The Commerce Department “misunderstood” a court order to explain why an industry support calculation didn’t involve double-counting, an importer said July 26 in a reply to the government (Tenaris Bay City v. U.S., CIT # 22-00343).
In a post-oral argument (see 2407250041) submission, all plaintiffs in a case regarding the scope of an antidumping duty order on steel wheels from China again pushed back against the government, saying that DOJ was misrepresenting communications during the order’s original investigation (Asia Wheel v. U.S., CIT Consol. # 23-00096).
The Commerce Department should have treated exporter Koehler's unpaid antidumping duty liability as a selling expense that lowered constructed export price (CEP) instead of as an increase to the cost of production, antidumping duty petitioner Domtar Corp. argued at the Court of International Trade. Filing a complaint on Aug. 1, Domtar said CEP should have been lowered since the expenses were "associated with commercial activities in the United States" (Domtar Corp. v. United States, CIT # 24-00113).

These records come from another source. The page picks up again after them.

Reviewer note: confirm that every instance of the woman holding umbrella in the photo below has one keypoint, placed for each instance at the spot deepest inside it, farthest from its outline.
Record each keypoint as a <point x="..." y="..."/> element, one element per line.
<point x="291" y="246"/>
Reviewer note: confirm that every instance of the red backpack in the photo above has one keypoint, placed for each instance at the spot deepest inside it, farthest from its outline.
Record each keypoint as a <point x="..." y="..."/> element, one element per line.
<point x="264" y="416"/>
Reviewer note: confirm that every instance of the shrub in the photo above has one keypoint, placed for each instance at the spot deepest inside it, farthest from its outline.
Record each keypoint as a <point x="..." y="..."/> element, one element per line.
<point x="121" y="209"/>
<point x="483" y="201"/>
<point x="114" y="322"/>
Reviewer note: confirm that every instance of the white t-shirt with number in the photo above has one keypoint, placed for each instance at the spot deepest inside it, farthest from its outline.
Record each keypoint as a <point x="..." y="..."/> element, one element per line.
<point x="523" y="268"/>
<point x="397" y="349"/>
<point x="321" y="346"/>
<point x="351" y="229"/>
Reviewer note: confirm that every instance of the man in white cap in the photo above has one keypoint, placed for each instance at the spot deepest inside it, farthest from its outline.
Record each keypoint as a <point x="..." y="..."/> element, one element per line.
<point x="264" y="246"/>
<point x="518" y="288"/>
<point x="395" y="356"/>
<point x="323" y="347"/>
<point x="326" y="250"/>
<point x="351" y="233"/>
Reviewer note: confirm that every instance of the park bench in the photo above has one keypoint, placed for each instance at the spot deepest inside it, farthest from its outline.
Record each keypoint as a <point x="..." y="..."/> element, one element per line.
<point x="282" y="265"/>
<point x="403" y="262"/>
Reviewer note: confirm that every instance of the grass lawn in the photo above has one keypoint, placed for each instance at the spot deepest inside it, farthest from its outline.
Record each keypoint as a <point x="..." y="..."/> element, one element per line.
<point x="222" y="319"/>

The following lawsuit was recently filed at the Court of International Trade:
A Chinese garlic exporter filed a complaint July 31 in the Court of International Trade claiming that the Commerce Department wrongly determined in an antidumping duty review that its U.S. sales were not bona fide and denied it a separate rate (Jining Huahui International Co. v. U.S., CIT # 24-00111).
The Commerce Department switched the basis on which it found the Korean government's full allotment of emissions permits under the Korean Emissions Trading System (K-ETS) was specific. Submitting its remand results under protest on July 31, Commerce said the full allotment of the permits was de facto specific after the Court of International Trade rejected the idea that the full allotment was de jure specific (Hyundai Steel Co. v. United States, CIT # 22-00170).